What makes flaws more valuable in publishing?

Any author will tell you that errors in their final work are the scourge of editing. But, embrace them! Why? Simply because they make your work more valuable! “Really?” you, may ask. “How?” An example from 3 WISE MEN will illustrate this.

When I received the final formatted version and launched it (version 1), I had  the chance to sit and review the Kindle copy in just a few sittings. It may have been the fresh eyes, or the extra coffee, or the fact that I was on holiday, but, to me, there were too many “flaws” to be entirely happy with it; and so I did a few minor, but significant changes – changes that improved the flow and avoided repetitious phrases, etc. These changes should have been picked up during the professional editing phase. However, with the new product in front of me, I was now much more critical of the text, the characters, and the more subtle elements of style. These draft copies are the rarest and most valuable ones and they expose the weakness of self-publishing for all to see. But, they also serve as examples of the hidden power of self-publishing – the ability of an author to have a far better product in front of readers within a day or two! The alterations may have not seemed necessary but, to me, they certainly were. After a short period of rigorous review the book – version 2 – was longer by a few more pages too!

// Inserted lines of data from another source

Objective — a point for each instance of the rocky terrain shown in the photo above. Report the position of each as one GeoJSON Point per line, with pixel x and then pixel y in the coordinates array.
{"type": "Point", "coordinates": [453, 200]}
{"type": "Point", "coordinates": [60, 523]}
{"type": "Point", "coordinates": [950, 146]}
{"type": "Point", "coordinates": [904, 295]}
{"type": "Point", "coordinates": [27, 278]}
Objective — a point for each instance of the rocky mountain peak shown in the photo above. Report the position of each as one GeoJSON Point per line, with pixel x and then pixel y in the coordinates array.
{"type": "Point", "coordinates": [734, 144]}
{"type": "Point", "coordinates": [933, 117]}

“Are you happy with it now?” asked my wife. “Yes, it is good to go!” I announced proudly as I ordered 10 “Author copies.” A few more Kindle ones were also purchased by others during our low key marketing campaign to family and friends. Then, behold, a keen reader spotted a very minor – and I mean minor – mistake. But, it was unacceptable and it was on page one! It took less than a few hours to have the correction and reformatting done. A day later, it was online ready to purchase. This (version 3 or 4) will be used at the book launch.

So, will there be any further changes? Perhaps, but I would expect them to be too subtle to really matter. For instance, the title on the front cover might move down a few millimetres, and I might alter a small amount of inside text, and perhaps add a short author bio. But don’t expect anything as major as the alterations from version 1 to version 2. The former are now – like really early collectables – super rare versions without any value. But, from a writing viewpoint, they are priceless examples of a major stepping stone in the journey of a flawed author!